The corpus and questions are released under Attribution-NonCommercial-ShareAlike 4.0 International (CC BY-NC-SA 4.0) license. This corpus is only made available for teaching, scholarship or research purposes. By using this corpus, you agree to acknowledge its origin by citing the papers listed below. If you have any issues with the dataset please feel free to contact us.
- R. Ramanath, F. Liu, N. Sadeh, N.A. Smith. Unsupervised Alignment of Privacy Policies using Hidden Markov Models. Proceedings of ACL. Association for Computational Linguistics. June 2014.
- F. Liu, R. Ramanath, N. Sadeh, N.A. Smith. A Step Towards Usable Privacy Policy: Automatic Alignment of Privacy Statements. Proceedings of the 25th International Conference on Computational Linguistics (COLING). 2014.
Download the dataset: acl-coling-2014-corpus.zip (5.5 Mb) and supplementary material (pdf).
FOPNAC Workshop 2014
The Workshop on the Future of Privacy Notice and Choice (FOPNAC), held on June 27, 2014 at Carnegie Mellon University, explored the future of privacy notice and choice, examining the needs of end users, how technology can be used to better meet user needs, and relevant public policy space. The workshop include invited speakers; panels focussing on users, technology, and public policy; and a research poster session.
Data Protection Day 2014
We organized multiple events at Carnegie Mellon University on January 29, 2014 to celebrate the international Data Privacy Day. Nicole Wong, Deputy U.S. Chief Technology Officer, was the keynote speaker. The event also featured a privacy clinic and a privacy research poster session.

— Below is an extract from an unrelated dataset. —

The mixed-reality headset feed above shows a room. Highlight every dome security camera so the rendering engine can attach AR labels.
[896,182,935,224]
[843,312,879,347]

- Data Privacy Day 2014: cups.cs.cmu.edu/privacy-day/2014/
- Nicole Wong's keynote address: video
Master Program in Privacy Engineering
The Master of Science in Information Technology – Privacy Engineering degree at Carnegie Mellon University is a one-year program designed for computer scientists and engineers who wish to pursue careers as privacy engineers or technical privacy managers. Designed in close collaboration with industry and government, this program is intended for students who aspire to play a critical role in building privacy into future products, services, and processes. The Privacy Engineering master program is co-directed by Lorrie Cranor and Norman Sadeh.